Recogí el periódico que me había vuelto a lanzar y leí el suelto indicado.

Se titulaba
«UN PAQUETE MACABRO»
.

«La señorita Susan Cushing, que vive en Cross Street, Croydon, ha sido víctima de lo que debe ser considerado como una broma particularmente repugnante, a no ser que se le atribuya al incidente un significado más siniestro.
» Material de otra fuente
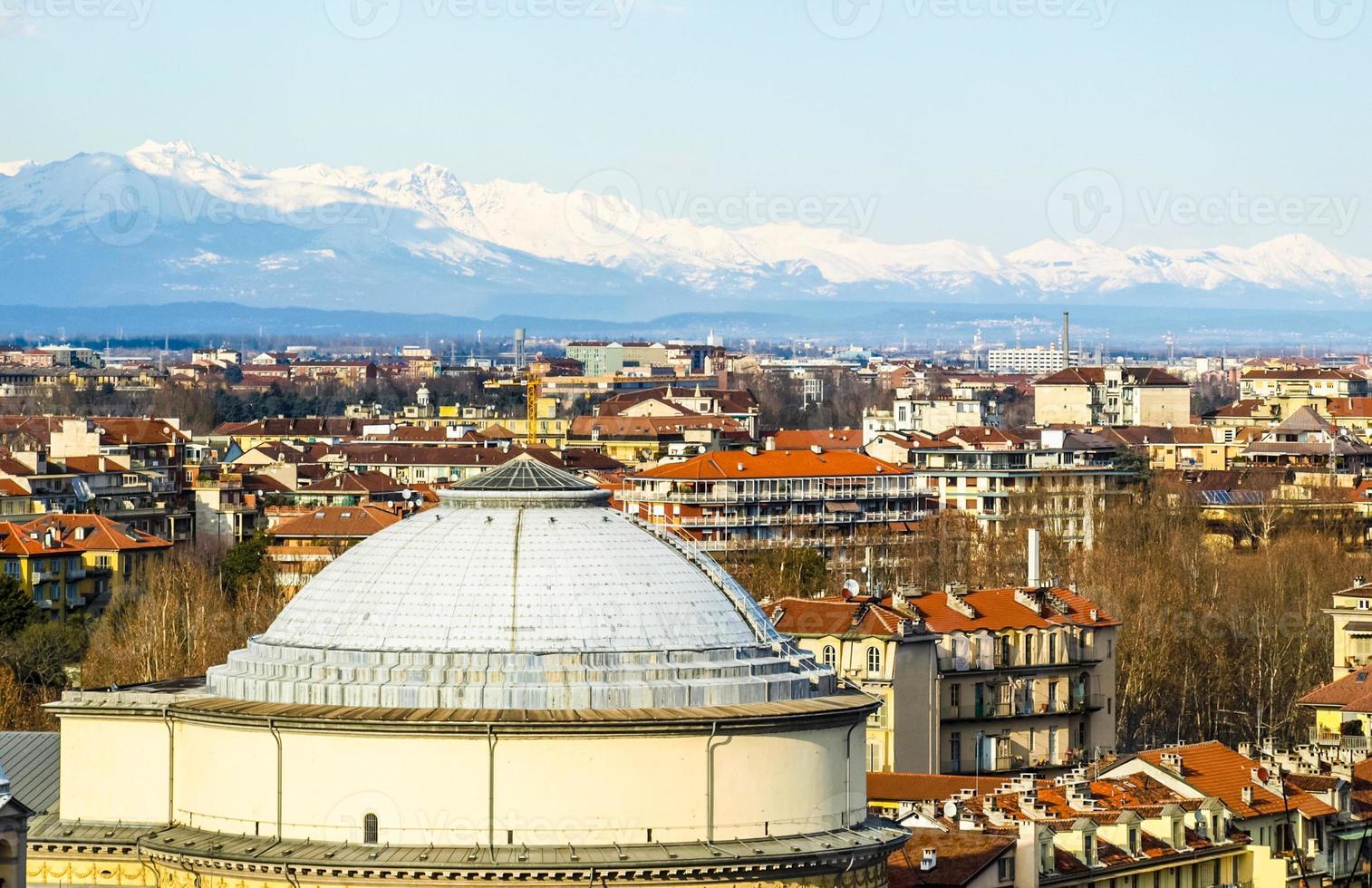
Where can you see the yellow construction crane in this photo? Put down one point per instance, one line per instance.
(531, 407)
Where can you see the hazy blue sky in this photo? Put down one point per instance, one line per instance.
(958, 119)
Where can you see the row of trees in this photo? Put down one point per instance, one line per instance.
(181, 613)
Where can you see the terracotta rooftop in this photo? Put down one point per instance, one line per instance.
(774, 464)
(999, 610)
(960, 858)
(336, 522)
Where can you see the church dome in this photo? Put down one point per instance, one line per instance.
(522, 591)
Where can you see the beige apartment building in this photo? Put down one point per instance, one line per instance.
(1112, 395)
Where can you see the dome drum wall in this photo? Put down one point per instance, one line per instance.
(522, 681)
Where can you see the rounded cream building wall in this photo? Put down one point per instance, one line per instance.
(517, 669)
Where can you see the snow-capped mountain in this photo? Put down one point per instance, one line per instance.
(166, 221)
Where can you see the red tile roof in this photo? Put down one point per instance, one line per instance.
(353, 522)
(1217, 770)
(833, 616)
(960, 856)
(904, 787)
(999, 608)
(774, 464)
(1352, 693)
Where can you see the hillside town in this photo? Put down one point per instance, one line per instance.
(940, 533)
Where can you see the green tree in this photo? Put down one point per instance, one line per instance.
(16, 607)
(40, 653)
(243, 560)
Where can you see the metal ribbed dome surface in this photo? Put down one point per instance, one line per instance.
(520, 591)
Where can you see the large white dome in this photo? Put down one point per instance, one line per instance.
(522, 591)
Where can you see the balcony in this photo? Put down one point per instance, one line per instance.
(1356, 743)
(1000, 663)
(1021, 709)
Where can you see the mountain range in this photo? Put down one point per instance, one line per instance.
(166, 223)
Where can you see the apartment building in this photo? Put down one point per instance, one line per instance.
(601, 359)
(645, 439)
(1017, 679)
(888, 653)
(749, 498)
(1301, 384)
(1112, 395)
(1035, 362)
(1058, 483)
(70, 562)
(926, 415)
(1278, 807)
(1128, 831)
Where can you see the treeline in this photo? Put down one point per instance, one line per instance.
(181, 613)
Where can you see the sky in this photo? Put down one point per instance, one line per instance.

Ayer, a las dos en punto de la tarde, el cartero le entregó un paquetito, envuelto en papel de estraza. Dentro había una caja de cartón, llena de sal gruesa. Al vaciarla, la señorita Cushing encontró horrorizada dos orejas humanas, recién cortadas aparentemente. La caja había sido enviada desde Belfast la mañana anterior a través del servicio de paquetes postales. No hay ninguna indicación acerca del remitente, y el asunto resulta más misterioso todavía ya que la señorita Cushing, que es soltera y tiene cincuenta años, ha llevado una vida de lo más retirada, y tiene tan pocas amistades o corresponsales, que es un raro acontecimiento para ella el recibir algo por correo. Hace unos años, sin embargo, cuando residía en Penge, alquiló algunas habitaciones de su casa a tres jóvenes estudiantes de Medicina, de los cuales se vio obligada a deshacerse a causa de sus hábitos ruidosos y conducta irregular. La policía es de la opinión de que este ultraje a la señorita Cushing puede haber sido perpetrado por estos jóvenes, que le guardan rencor y esperaban asustarla enviándole estos restos mortales procedentes de las salas de disección.